Mevrouw Lambrechts (D66):

Voorzitter. Als u mij toestaat een opmerking en een vraag. De conclusie van minister Donner dat deze kinderen in de justitiële inrichtingen zitten omdat zij juist daar de juiste behandeling kunnen krijgen, lijkt mij eerlijk gezegd tamelijk voorbarig. Immers, één van de constateringen van de Inspectie voor de jeugdzorg is nu juist dat er in veel gevallen helemaal geen behandelplannen zijn, laat staan dat helder is of deze goed worden uitgevoerd en op het einde van de rit niet eens zeker is, waarom kinderen daar weer weggaan. Dat is een groot probleem.

Mij verbaast het heel erg dat juist in het jaarverslag, dat gaat over de hele jeugdzorg, inclusief de justitiële variant daarvan, met geen woord wordt gerept over deze situatie. Ik vind dat zorgelijk. Wij hebben een Inspectie voor de jeugdzorg, die hierover op zijn minst behoort te rapporteren. Ik hoop dat dat in de toekomst ook gaat gebeuren.

Minister Donner:

Ik laat de conclusies in het rapport van de jeugdinspectie even in het midden. Dat is een ander aspect, waar ik niet direct kennis van heb. Blijft wat ik in eerste termijn heb gezegd. De vraag of er programma's zijn, is vers een. De vraag die hier gesteld werd, was of de kinderen ten onrechte op deze plaatsen zaten. Dat is niet het geval. Deze kinderen kunnen, met of zonder programma's, niet in de gewone internaten gehandhaafd worden. De vraag of het adequaat is, is een heel andere vraag, maar het is mogelijk. Ik heb op dit moment de informatie dat dat niet in alle gevallen even bevredigend is. Zoals door de vorige staatssecretaris met de Kamer is gewisseld, is het motief en de reden van de samenplaatsing juist dat het doorgaans gaat om gevallen die dezelfde zorgvraag en behandeling behoeven.

Mevrouw Halsema (GroenLinks):

Het stoort mij een tikje dat de minister zegt dat hier geen sprake is van gevangenissen. Ook civiel gestrafte jongeren, jongeren met gedragsstoornissen, slapen 's nachts in cellen waar de deur dichtgaat of zij de isoleer in kunnen gaan. Begrijp ik de minister goed dat zijn streven is om deze jongeren wel degelijk gescheiden en onder een ander regime in justitiële jeugdinrichtingen te laten verblijven? Dat is mijn eerste vraag. Ik heb ook nog een andere vraag. Bij mijn weten worden kinderen ook nog steeds opgesloten in de vreemdelingenbewaring. Het gaat dan ook om kinderen onder de tien jaar. Is dat waar? Zo ja, is de minister dan met mij van mening dat dat zo snel mogelijk gestopt moet worden?

Minister Donner:

Houd mij ten goede wat de vreemdelingenbewaring betreft. Dat is een andere situatie, waar we het hier nu niet over hebben.

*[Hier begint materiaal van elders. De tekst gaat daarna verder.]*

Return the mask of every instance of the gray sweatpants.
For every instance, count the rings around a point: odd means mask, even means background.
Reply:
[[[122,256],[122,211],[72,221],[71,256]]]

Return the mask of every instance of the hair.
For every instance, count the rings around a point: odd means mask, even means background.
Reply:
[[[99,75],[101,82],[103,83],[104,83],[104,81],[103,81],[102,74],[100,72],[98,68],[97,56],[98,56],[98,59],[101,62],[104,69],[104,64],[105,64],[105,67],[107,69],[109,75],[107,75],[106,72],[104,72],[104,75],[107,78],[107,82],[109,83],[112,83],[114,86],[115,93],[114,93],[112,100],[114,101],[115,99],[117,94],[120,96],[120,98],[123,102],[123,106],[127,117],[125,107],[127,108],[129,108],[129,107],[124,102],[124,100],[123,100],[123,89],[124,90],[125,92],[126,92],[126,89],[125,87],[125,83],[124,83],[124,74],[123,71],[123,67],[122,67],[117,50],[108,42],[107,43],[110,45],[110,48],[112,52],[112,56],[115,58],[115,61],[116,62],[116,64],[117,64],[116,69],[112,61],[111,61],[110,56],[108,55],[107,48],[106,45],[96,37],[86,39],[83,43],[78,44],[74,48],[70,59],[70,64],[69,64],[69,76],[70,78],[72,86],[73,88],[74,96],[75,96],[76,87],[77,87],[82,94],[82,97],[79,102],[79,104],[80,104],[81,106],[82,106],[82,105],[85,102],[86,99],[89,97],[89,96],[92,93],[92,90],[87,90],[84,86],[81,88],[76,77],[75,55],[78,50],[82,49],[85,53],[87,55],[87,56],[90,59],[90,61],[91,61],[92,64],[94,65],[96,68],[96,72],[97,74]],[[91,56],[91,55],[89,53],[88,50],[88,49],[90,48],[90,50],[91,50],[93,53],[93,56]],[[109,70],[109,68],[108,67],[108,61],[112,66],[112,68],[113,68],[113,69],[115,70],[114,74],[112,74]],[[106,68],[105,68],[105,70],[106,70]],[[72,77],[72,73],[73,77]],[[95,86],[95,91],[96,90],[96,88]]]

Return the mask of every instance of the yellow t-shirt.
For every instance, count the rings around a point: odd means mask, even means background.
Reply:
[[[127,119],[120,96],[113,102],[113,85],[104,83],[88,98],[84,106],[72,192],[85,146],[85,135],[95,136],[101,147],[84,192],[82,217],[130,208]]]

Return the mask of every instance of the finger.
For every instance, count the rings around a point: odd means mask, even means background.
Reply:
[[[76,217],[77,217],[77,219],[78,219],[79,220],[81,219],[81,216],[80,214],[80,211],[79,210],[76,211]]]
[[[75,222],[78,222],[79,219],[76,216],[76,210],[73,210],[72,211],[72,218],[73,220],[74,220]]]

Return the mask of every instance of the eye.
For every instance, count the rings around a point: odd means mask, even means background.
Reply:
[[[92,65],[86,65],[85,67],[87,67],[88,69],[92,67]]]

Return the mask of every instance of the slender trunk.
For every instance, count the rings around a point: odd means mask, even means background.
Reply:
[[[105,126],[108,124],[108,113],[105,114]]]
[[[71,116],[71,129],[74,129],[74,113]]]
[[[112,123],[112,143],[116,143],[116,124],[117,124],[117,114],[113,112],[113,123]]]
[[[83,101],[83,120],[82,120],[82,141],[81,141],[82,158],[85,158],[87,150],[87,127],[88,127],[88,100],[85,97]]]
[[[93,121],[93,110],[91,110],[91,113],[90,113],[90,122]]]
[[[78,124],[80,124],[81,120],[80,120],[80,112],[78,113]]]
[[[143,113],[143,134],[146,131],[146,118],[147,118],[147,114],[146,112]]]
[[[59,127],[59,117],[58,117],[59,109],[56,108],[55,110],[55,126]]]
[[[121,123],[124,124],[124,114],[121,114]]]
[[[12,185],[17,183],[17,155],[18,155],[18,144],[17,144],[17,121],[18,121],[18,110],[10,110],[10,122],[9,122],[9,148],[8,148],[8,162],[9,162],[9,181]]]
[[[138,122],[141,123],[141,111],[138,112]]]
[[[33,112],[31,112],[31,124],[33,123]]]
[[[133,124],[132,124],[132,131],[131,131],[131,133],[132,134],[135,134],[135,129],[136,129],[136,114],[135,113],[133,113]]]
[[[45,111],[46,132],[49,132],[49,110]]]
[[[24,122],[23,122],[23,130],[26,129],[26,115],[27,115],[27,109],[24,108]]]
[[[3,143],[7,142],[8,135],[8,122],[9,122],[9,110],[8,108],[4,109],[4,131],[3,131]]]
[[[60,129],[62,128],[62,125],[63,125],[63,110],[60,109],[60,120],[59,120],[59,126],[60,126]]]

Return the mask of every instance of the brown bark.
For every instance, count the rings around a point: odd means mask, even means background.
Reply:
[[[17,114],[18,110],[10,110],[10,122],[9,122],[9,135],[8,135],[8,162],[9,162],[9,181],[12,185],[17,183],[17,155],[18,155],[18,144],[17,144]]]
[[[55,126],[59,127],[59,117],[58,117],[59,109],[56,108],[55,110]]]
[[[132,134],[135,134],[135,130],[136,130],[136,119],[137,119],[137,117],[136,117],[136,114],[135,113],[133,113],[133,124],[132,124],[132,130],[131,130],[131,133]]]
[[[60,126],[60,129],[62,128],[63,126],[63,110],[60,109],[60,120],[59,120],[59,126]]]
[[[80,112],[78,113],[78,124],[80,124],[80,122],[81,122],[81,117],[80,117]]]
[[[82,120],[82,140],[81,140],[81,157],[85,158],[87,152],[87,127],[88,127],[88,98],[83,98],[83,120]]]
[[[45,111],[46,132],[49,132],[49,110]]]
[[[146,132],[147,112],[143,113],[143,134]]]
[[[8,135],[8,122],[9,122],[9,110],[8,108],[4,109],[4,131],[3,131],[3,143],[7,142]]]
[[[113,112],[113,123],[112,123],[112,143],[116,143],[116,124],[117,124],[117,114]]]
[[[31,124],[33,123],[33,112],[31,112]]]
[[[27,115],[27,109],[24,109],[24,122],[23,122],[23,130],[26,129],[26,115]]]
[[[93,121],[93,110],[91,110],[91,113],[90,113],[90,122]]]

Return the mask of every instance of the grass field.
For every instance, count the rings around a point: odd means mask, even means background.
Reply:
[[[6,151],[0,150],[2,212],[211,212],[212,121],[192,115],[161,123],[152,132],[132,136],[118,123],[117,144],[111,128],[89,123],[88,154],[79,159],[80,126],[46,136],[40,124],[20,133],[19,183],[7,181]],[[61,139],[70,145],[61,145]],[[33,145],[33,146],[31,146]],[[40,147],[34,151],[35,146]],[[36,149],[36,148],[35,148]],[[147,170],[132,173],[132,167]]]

Zoals ik heb aangegeven in antwoord op de vragen van de heer De Wit, gaat de kamerdeur 's nachts inderdaad op slot. Als dat niet het geval was, zou het niet om de situatie van artikel 261, derde lid gaan, namelijk de gesloten behandeling. Een dergelijke maatregel is nu eenmaal nodig voor deze kinderen. Of het enkel sluiten van de deur iets tot cel maakt, is een kwestie van een naam. Ik heb dat bij mijn eigen kinderen ook wel eens toegepast. Desondanks valt mijn huis niet onder de penitentiaire inrichtingen. Nogmaals, het gaat om kinderen van wie mede door de rechter wordt vastgesteld dat zoiets in dit geval nodig is voor de behandeling. Ik heb tegelijkertijd aangegeven dat er een evaluatie plaatsvindt van de situatie, met name van het gezamenlijk in deze inrichtingen zitten. Ik zal in het licht daarvan met de Kamer overleggen of we deze situatie moeten handhaven of niet.